Até não muito tempo atrás, dizia-se que é ridículo falar em golpe porque a “democracia brasileira está consolidada”, “as Forças Armadas respeitam a democracia e a Constituição”. Quarteladas são coisas do século passado. Antes fossem (detalhes na postagem anterior).

Mas a reação foi rápida: o STF se uniu em torno de Alexandre de Moraes; Celso de Mello advertiu que desobediência à ordem judicial é crime; Ricardo Lewandowski, a OAB e juristas esclareceram que o artigo 142 da Constituição não ampara a tese golpista de que cabe às Forças Armadas arbitrar conflitos entre poderes; Rodrigo Maia e outros parlamentares apoiaram o Supremo; jornalistas e personalidades denunciaram o golpe; movimentos pela democracia obtiveram milhares de assinaturas.

Nos últimos 35 anos, as Forças Armadas tiveram uma conduta irrepreensível, merecedora da admiração e do reconhecimento dos brasileiros: a imagem que construíram é um patrimônio inestimável. Há muitos oficiais, como os generais Pujol, Santa Rosa ou Santos Cruz, que certamente reprovam a conduta do presidente e dos colegas de farda. Mas a imagem das FFAA depende de quem fala e age, não de quem está em silêncio.
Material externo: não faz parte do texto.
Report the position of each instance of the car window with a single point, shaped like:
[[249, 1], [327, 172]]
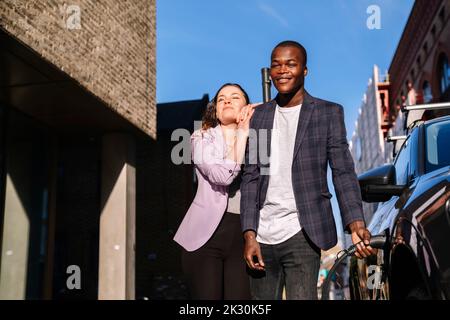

Os militares precisam entender que no governo, que é civil, não devem obediência cega ao comandante supremo das Forças Armadas, nem é seu dever salvar o governo: sua lealdade maior é com o país. Se apoiarem o golpe, jogarão na lama a boa imagem que demoraram 35 anos para construir e serão vistos como traidores da pátria — e, dada à mobilização da sociedade, fracassarão. É hora de desembarcar da canoa furada.